Adán es uno de los diez equipos que partieron de la Puerta del Sol (otros 190 lo hicieron desde la capital británica) el pasado 20 de julio rumbo a Ulán Bator. Su caso es el más llamativo entre los locales porque es el único que viaja solo y que lo hace a bordo de una motocicleta, una vieja Vespa de 200 centímetros cúbicos por la que tuvo que pagar cien libras de multa.
Y es que las reglas del Mongol Rally lo establecen claramente: los automóviles autorizados deben tener un motor de hasta 1.000 cc (“esos que generalmente son considerados basura”) y los vehículos de dos ruedas no pueden superar los 150 de cilindrada.

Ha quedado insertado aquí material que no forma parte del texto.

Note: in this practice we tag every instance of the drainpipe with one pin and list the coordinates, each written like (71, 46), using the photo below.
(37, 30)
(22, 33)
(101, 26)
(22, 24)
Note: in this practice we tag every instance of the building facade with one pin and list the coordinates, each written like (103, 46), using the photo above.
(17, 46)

Quienes exceden ambas medidas –lo cual no se recomienda desde la organización para no traicionar el espíritu de la carrera- deben pagar multa.

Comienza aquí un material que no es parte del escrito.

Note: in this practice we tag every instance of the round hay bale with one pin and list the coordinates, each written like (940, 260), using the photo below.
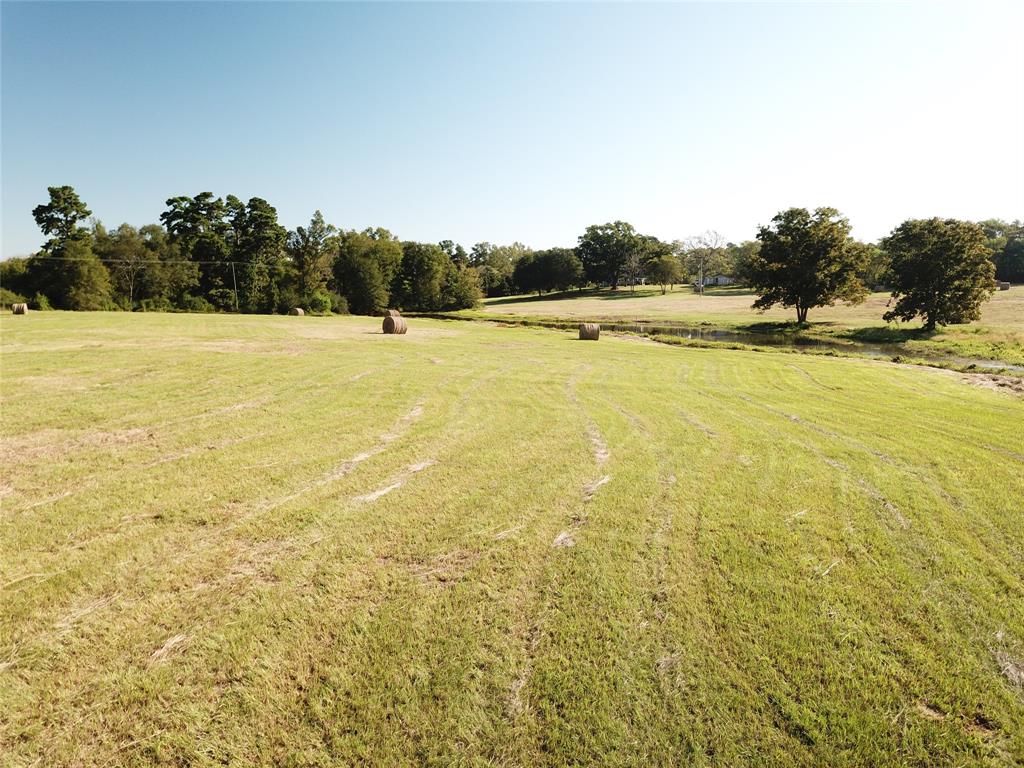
(394, 325)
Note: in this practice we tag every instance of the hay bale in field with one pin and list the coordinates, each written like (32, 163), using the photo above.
(394, 325)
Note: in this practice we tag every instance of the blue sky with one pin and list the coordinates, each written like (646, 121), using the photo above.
(507, 122)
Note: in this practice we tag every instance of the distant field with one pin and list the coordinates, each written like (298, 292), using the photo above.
(998, 336)
(729, 306)
(294, 541)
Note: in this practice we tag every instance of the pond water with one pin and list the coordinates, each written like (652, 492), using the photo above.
(871, 349)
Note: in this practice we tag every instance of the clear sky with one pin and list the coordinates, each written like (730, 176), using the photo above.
(507, 122)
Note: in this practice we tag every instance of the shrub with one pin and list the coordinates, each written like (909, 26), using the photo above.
(339, 304)
(40, 302)
(197, 304)
(9, 297)
(320, 303)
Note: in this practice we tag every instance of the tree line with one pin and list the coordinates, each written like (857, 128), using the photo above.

Se estipula también que cada equipo debe aportar un mínimo de mil libras para participar y que todo el dinero recaudado se destina a entidades benéficas. En el caso de los españoles se escogió a Mercy Corps Mongolia (dedicada a proyectos de desarrollo en las zonas rurales de Mongolia) y a Misioneras de María Mediadora (abocada al equipamiento de la biblioteca en el internado femenino de Lilongwe, en Malawi).

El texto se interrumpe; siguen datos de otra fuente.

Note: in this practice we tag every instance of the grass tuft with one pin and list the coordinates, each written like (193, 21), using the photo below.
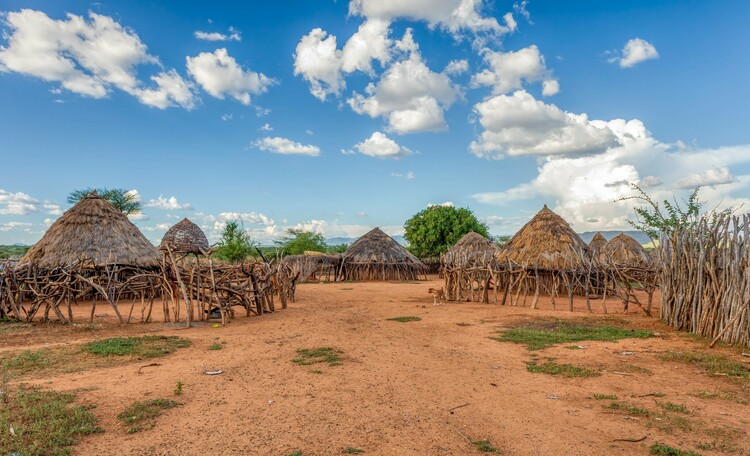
(405, 319)
(538, 336)
(44, 422)
(565, 370)
(143, 347)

El Mongol Rally es peligroso y difícil, ya que los riesgos corren por cuenta de cada equipo, al igual que los gastos derivados del viaje (de ahí la búsqueda desesperada de patrocinadores), pero también es muy libre, pues hay cuatro rutas para elegir y sólo tres paradas obligatorias en Praga, Uzbekistán y Rusia. Incluso llegar al final en estos próximos días es secundario. Tanto es así que no hay premio para el/los ganadores. El reglamento de esta carrera sin meta lo advierte: “no se trata de llegar a Mongolia sino de la diversión que hay en intentarlo”.

Links:
Web del Mongol Rally

Equipos españoles participantes en el Mongol Rally 2007:

Omeyas Córdoba
Dos amigos cordobeses, Antonio Pérez y Francisco Javier Campos, a bordo de un Seat Marbella 1994.
R-77
Las únicas mujeres: dos hermanas canarias, Nuria y Natalia Puyol, en un Opel Corsa.
Samurai Mongol
Los catalanes Isaac Llorens y Albert Cantos con un Suzuki Samurai 1.000 cc.
Genghis Kar
Desde Madrid, los hermanos Jorge y Antón Alvar con su “furgoneta cuatro latas”. 
Atopocu2
También madrileño, el intrépido solitario Jaime Adán y su Vespa.
Team Jackal
Jesús García y Jorge Yébenes, en un Ford Fiesta de 50 caballos y 16 años.
Spanish Adventurers
Raúl Díaz y Antonio Orduña a bordo de un Citröen AX 1.0 del ’95.
Español
Los madrileños Miguel Ángel Rodríguez y Jaime Fernández en un Nissan Micra 1.3.
Eco Challenge
Adrián Vázquez y Felipe Blanco conduciendo un Lupo 1.4 cc.
Mallorca2Mongolia
Un Seat Marbella y sus misteriosos ocupantes mallorquines.